Luggage channel the shadow of Chicago into taut post-hardcore on Shift

Treble staff
Luggage interview

On Friday, Chicago post-hardcore trio Luggage will release their new album Shift via Corpse Flower Records. The album carries an abrasive mixture of tension and minimalist structures, taking the brawny punch of a band like Shellac and treating it to more meditative, almost drone-like passages. Yet when the band hits, they hit hard, delivering something that leaves an impact, regardless of their ability to use stillness to their advantage better than most guitar, bass and drums combos. Before the album’s released, stream it in its entirety below.

We also interviewed the band about the inspiration behind the album, how Chicago played a role in informing the mood and feel of the record, and what draws them toward harsher, more abrasive textures and techniques.

As a band that plays loud, intense music, but with a background in minimalism, how does the songwriting process typically work?
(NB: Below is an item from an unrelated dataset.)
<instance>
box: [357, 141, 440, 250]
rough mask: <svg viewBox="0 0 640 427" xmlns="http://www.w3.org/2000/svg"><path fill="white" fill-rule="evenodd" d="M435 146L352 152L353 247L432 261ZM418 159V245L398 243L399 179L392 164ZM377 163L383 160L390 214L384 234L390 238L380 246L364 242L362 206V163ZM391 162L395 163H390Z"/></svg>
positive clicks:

Are these songs more carefully composed, or is there some level of loose in-studio jamming involved?

Luca Cimarusti, drums: The songs are almost entirely written in jams at the practice space. I find the most important part of creating something together is getting into the same headspace. There’s a certain mood we have to find to really get the juices flowing.
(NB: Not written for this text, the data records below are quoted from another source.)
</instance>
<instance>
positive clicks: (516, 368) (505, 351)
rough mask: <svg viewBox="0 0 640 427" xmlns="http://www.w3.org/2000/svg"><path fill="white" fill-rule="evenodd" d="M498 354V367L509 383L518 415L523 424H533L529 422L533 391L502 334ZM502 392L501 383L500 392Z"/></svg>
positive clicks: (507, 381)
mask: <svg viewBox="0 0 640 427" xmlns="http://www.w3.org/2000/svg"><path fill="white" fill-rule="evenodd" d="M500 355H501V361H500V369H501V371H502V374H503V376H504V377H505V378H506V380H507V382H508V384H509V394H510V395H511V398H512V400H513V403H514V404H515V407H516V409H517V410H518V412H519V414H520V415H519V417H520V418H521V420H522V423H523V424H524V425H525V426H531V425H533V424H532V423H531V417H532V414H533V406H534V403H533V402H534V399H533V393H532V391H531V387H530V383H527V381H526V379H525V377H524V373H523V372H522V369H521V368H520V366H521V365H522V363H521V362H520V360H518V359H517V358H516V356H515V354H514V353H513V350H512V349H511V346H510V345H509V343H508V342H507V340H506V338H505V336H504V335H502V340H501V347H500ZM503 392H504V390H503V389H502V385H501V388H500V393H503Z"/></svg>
You’ve said that Chicago heavily informs the record, which is at once sleek and abrasive. Is that reflective of how you view the city itself, culturally, architecturally?
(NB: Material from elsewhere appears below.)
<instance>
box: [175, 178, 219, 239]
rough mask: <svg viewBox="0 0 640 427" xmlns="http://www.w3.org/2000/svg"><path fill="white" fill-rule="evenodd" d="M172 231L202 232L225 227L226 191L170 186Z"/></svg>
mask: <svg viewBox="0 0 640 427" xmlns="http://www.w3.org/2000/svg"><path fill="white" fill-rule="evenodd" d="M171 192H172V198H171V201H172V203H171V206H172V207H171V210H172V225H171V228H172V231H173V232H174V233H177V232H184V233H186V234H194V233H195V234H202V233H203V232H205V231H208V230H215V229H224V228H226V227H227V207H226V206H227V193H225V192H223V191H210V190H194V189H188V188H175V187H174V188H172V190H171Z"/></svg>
Michael Vallera, guitar/vocals: I think the city informs the record in the sense that we are always observing and talking about how it functions on a day-to-day basis. The way the severity of the seasons wears on the infrastructure, or how the whole place just terminates into the lake in a series of giant concrete partitions. There is always a combination of beauty and decay. I think that can be said for many places, but the way in which it happens here is something that definitely influences the aesthetics of the band.

The Midwest and Chicago specifically has had a long history of interesting underground music with its own character. What do you think sets Chicago apart from other scenes throughout the U.S.?

MV: I’m not sure there is a way to objectively answer that, but I do believe the music and art in a particular place is largely informed by its environment. Chicago is a working class city built on what seems like an endless grid. I think there is a particular attitude towards making music here built on that ethos of workmanship, and no-nonsense approach to creating something.

Is there something particular that draws you to the tension and sometimes harsh aesthetics of the record?

Michael John Grant, bass: It comes out organically. I don’t necessarily know what that says about our personalities, but everything on the record is a true representation of us in one way or another. I think we all have tension to deal with, but this is our way of explaining it.

Does taking a less-is-more approach become more challenging over time, or are you always seeing new possibilities the longer you cultivate and develop Luggage’s sound?

LC: Part of what makes playing in this band so satisfying is trying to find new ways to create more with less. I feel that as far as that goes, the possibilities are endless. With each of our releases, the approach becomes more raw and stripped down, and I feel like we can keep going in that direction while still keeping the songs powerful and interesting.

What do you want listeners to take away from hearing Shift?

MJG: I want people to understand the lack of a filter, and that there is nothing false about the music and the people making it. We lay everything out for you to really inspect what we are doing and have nothing to hide in our songwriting or production.